Denver Health Adopting a Hospital-Wide RTLS System

By Beth Bacheldor

Based on the success of a pilot project, the organization plans to apply Wi-Fi-based RFID tags to 2,700 pieces of equipment and study new ways to use its real-time locating system to improve processes and its bottom line.

For the past 14 months, Denver Health has been using an RFID-based real-time location system (RTLS) to track vital medical equipment at its Women's and Children's Pavilion, a facility that the 500-bed teaching hospital opened in August 2006. Now, the organization is expanding the RTLS to cover the entire hospital—an area encompassing 1.5 million square feet.

The hospital is employing InnerWireless' Wi-Fi-based RTLS technology, which the company acquired when it merged with PanGo Networks in March. Now known as Vision, the RTLS solution is a Wi-Fi-based system that incorporates VisionOS Platform middleware, along with Vision V3 2.4 GHz active RFID tags that comply with the 802.11b and 802.11g Wi-Fi standards. The middleware aggregates the location data and unique ID numbers culled from the RFID tags, as well as the hospital's Wi-Fi access points, and passes that information onto the asset-tracking software, which the hospital can then access to obtain real-time asset visibility, alerts and reports.

Denver Health originally opted to use a Wi-Fi-based RTLS largely because it wanted to leverage an existing Cisco Unified Wireless Network with 300 access points (see RFID Sees Gains in Health Care). The system's track record, however, is the impetus behind the expansion, according to Jeff Pelot, Denver Health's chief technology officer. "Considering the positive results we were experiencing at the Women and Children's Pavilion," Pelot says, "we decided to expand Vision throughout the hospital."

At present, the hospital is in the midst of increasing its supply of medical devices—such as infusion pumps, wheelchairs and wound vacuums—from just several hundred pieces of equipment to 2,700. Pelot says the medical facility is still identifying the types of equipment it will track.

Knowing the location of specific equipment, in real time, has enabled Denver Health to improve its workflow. "Clinicians and staff aren't spending as much time searching for misplaced items or looking for a piece of equipment that needs maintenance," Pelot states. "They can focus on attending to a patient's needs, and we also can monitor maintenance and repairs, ensuring equipment continues to perform safely."

To keep tabs on maintenance schedules, Pelot and his team integrated Four Rivers Software Systems' maintenance management software with the VisionOS Platform, enabling automated alerts for maintenance schedules. "We also use the data that the Vision OS software provides to streamline work process and control purchasing," Pelot says.

Using reporting tools within the VisionOS Platform, Denver Health can analyze operations and make any necessary changes to its processes and equipment inventory. For example, after investigating data culled from tracking wheelchairs, the hospital discovered that many unused wheelchairs were spread throughout various departments. By knowing the chairs' locations at any given time, the hospital has been able to cut its wheelchair inventory.

In another example, the hospital has been able to reduce its inventory of wound vacuums, used to drain fluids from patients' wounds. "These devices can't be purchased and are leased by the day," Pelot explains. When a patient is admitted to the hospital and treated with a wound vacuum, the device is left in the room where that person was first treated. A few days later, the patient might be scheduled for surgery, at which time a wound vacuum would again be needed. Rather than retrieving the device from the first treatment room, the OR surgeon might lease another wound vacuum for the same patient.

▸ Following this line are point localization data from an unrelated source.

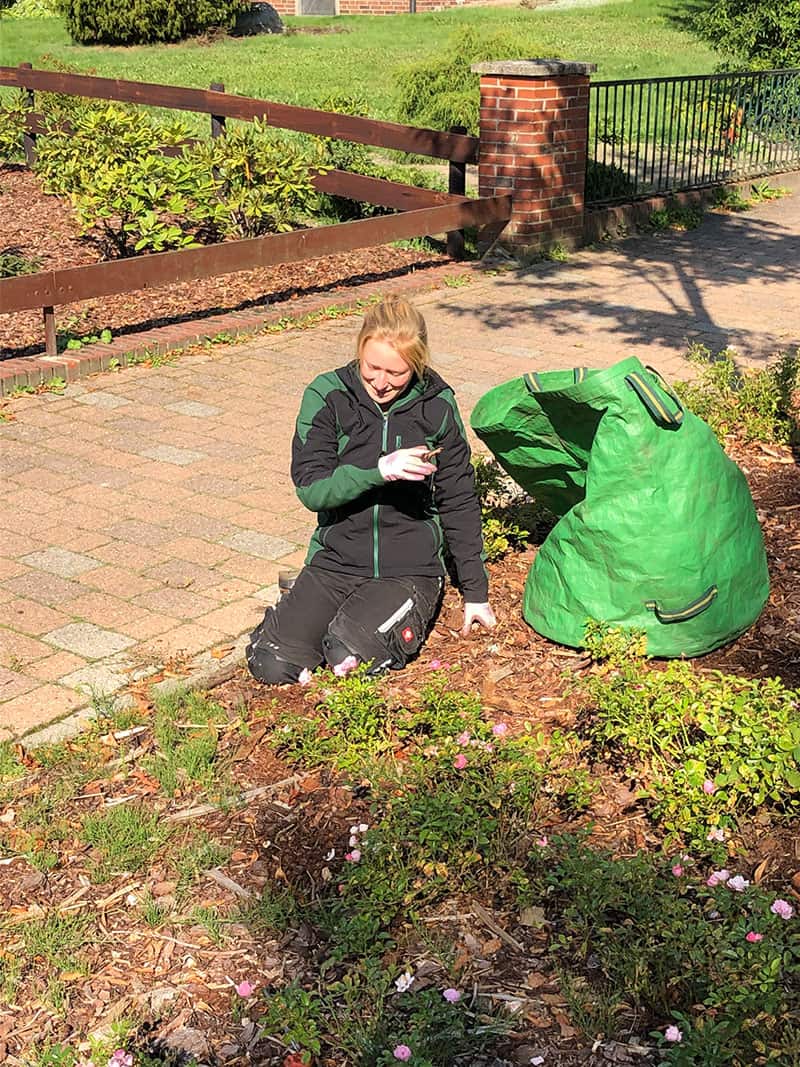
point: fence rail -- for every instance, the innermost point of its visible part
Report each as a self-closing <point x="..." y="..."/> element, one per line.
<point x="420" y="211"/>
<point x="657" y="136"/>
<point x="460" y="147"/>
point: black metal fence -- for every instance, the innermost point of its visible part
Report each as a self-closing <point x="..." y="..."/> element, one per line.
<point x="655" y="136"/>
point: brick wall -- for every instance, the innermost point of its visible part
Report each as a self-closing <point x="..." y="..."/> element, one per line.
<point x="533" y="116"/>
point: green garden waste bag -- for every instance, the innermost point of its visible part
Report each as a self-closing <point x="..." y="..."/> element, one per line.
<point x="657" y="529"/>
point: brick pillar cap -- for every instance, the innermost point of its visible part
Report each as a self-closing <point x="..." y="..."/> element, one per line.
<point x="532" y="68"/>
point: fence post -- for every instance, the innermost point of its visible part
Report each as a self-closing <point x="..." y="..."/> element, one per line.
<point x="50" y="343"/>
<point x="457" y="184"/>
<point x="29" y="139"/>
<point x="533" y="122"/>
<point x="218" y="122"/>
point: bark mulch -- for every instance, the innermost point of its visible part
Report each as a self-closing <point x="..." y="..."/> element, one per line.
<point x="176" y="975"/>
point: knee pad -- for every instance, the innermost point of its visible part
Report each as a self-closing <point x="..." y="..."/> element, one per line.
<point x="266" y="665"/>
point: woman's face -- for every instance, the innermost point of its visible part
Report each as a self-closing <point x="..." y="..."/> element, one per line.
<point x="384" y="371"/>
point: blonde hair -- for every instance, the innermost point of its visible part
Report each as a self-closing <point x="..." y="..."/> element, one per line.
<point x="398" y="323"/>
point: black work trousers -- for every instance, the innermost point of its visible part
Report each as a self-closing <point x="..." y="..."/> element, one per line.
<point x="328" y="616"/>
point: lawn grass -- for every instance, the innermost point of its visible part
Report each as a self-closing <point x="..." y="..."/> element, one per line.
<point x="626" y="40"/>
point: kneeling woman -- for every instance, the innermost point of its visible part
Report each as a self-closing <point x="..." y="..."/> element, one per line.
<point x="380" y="454"/>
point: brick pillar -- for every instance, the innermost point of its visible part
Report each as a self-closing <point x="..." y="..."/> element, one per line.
<point x="533" y="123"/>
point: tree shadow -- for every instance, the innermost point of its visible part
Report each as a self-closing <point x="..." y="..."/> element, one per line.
<point x="678" y="269"/>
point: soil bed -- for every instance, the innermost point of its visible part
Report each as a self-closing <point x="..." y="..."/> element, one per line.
<point x="177" y="974"/>
<point x="43" y="227"/>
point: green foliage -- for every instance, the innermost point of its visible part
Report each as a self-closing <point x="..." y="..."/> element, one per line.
<point x="751" y="404"/>
<point x="126" y="838"/>
<point x="31" y="9"/>
<point x="659" y="948"/>
<point x="752" y="33"/>
<point x="706" y="749"/>
<point x="145" y="21"/>
<point x="443" y="92"/>
<point x="13" y="114"/>
<point x="675" y="217"/>
<point x="504" y="508"/>
<point x="56" y="938"/>
<point x="131" y="197"/>
<point x="613" y="645"/>
<point x="186" y="732"/>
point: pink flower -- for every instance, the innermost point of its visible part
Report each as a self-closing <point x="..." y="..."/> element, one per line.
<point x="121" y="1058"/>
<point x="782" y="908"/>
<point x="348" y="664"/>
<point x="717" y="876"/>
<point x="737" y="884"/>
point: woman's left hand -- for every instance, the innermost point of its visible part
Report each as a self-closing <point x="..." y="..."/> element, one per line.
<point x="478" y="612"/>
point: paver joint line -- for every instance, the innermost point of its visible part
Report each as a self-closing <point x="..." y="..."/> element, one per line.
<point x="152" y="509"/>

"But only one can be billed [to the patient]," Pelot says. "With Vision, we've reduced double-leasing, which helps prevent unbillable costs from aggregating." The hospital, he explains, can use the software to automatically search for and locate the original wound vacuum leased for a particular patient, rather than having to lease two of the devices for the same person.

Ultimately, Denver Health expects the expanded RTLS to improve patient care. "Clinicians are able to deliver more timely care and spend more time with the patient because they don't spend extra time looking for the equipment they need to do their job," says Pelot. "Secondly, alerts and notifications tied into the VisionOS software help the biomedical department manage equipment maintenance and repair. This ensures medical equipment is operating safely and correctly. Overall, Vision contributes to a more productive work environment, which impacts the quality of care Denver Health delivers, ultimately leading to a more satisfactory experience for patients."

Pelot says he is meeting with other departments within the hospital, such as nursing and engineering, to determine if there are other ways to leverage the RTLS to further improve processes, workflow, the bottom line and patient experience.